You have a back garden, yes? If you can't get out to take the dogs on long walks, you can do exercises in the back garden that will burn some of their energy off, and give you some fun together that helps relieve stress. Look for something called a "flirt pole" on Amazon. Obviously, be careful about how much exercise you get them to do in the heat, I use this and other garden games early in the morning or late evening when the weather is this hot.

Or, teach the dogs a few tricks! You can do this at home, there are lots of tricks they can learn (at any age!) and if you do it in secret, you can surprise Amy by showing off the new trick they've learned and bring a smile to her face :)
 
You have a back garden, yes? If you can't get out to take the dogs on long walks, you can do exercises in the back garden that will burn some of their energy off, and give you some fun together that helps relieve stress. Look for something called a "flirt pole" on Amazon. Obviously, be careful about how much exercise you get them to do in the heat, I use this and other garden games early in the morning or late evening when the weather is this hot.

Or, teach the dogs a few tricks! You can do this at home, there are lots of tricks they can learn (at any age!) and if you do it in secret, you can surprise Amy by showing off the new trick they've learned and bring a smile to her face :)
Haha if you hadn’t already given a basic description about what it was about, I would have thought a ‘flirt pole’ would be very very different lol
 
Haha if you hadn’t already given a basic description about what it was about, I would have thought a ‘flirt pole’ would be very very different lol
I have often thought it was poorly named, but haven't thought up a better name for one either! It involves teasing the dog with a toy on a stick to make them chase it, but a "tease pole", if anything, sounds even worse!
 
I'm not sure 'distracted from reality' is the way to go. Maybe focussed on several different aspects of reality is better.
While all this $%$%# is going down, there are still great things out there that you can grab a few minutes for. I never watched TV or video. But I discovered you guys had an old show called Time Team and I watched every episode during the worst period. I learned a lot about archaeology from that new interest, and I was able to stick close (no Romans in my yard over here) while doing it. I like to read popular science books I don't understand, because by the end of the process, I do understand them. Again, done in the armchair across the hall.
It's conscious. It's a series of decisions.

Messing with flirt poles? I dunno about that one.
 
I'm not sure 'distracted from reality' is the way to go. Maybe focussed on several different aspects of reality is better.
While all this $%$%# is going down, there are still great things out there that you can grab a few minutes for. I never watched TV or video. But I discovered you guys had an old show called Time Team and I watched every episode during the worst period. I learned a lot about archaeology from that new interest, and I was able to stick close (no Romans in my yard over here) while doing it. I like to read popular science books I don't understand, because by the end of the process, I do understand them.
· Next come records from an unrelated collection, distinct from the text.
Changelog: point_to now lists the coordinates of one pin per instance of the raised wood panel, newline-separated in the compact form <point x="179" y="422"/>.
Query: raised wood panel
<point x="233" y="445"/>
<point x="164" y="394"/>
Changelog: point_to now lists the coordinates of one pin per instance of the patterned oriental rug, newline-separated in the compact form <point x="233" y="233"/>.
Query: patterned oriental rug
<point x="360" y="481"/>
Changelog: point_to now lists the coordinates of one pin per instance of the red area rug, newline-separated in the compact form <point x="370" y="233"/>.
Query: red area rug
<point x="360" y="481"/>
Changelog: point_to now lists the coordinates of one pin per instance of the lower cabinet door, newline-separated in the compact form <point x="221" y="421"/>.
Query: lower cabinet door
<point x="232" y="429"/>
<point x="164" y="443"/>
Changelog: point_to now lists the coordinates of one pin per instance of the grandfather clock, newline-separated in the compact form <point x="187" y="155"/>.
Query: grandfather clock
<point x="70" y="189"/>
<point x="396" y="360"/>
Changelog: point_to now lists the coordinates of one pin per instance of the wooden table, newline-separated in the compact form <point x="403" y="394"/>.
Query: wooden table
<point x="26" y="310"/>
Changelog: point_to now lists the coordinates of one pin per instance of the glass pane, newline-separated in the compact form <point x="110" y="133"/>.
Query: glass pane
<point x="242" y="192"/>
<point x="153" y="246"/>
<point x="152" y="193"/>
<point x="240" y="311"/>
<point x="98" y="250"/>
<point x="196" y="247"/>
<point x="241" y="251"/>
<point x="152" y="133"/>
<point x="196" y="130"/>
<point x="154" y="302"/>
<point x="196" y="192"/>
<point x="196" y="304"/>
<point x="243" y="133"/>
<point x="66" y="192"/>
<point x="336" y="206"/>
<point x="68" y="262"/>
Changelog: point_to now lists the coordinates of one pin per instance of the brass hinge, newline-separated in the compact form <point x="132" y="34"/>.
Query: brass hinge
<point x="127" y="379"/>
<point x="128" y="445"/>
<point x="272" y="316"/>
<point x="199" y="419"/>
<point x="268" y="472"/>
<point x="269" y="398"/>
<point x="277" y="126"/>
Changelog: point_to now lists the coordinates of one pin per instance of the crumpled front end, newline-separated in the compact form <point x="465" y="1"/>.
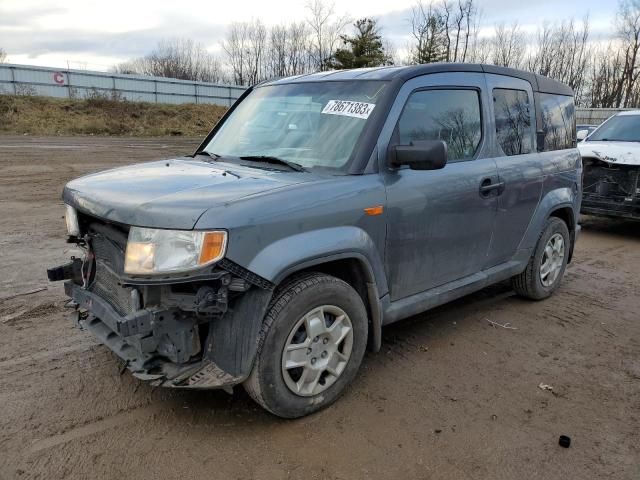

Again, done in the armchair across the hall.
It's conscious. It's a series of decisions.

Messing with flirt poles? I dunno about that one.
Yeah 😂

My wife’s coming into the garden

‘Kieran what are you doing?’

‘Oh just playing with my flirting pole’
 
I find the lofi music to chill to on youtube is great because it's always on, and the visuals are soothing.
Listening to that and working on a small project (painting, quilting, etc) helps me chill after taking care of my baby all day.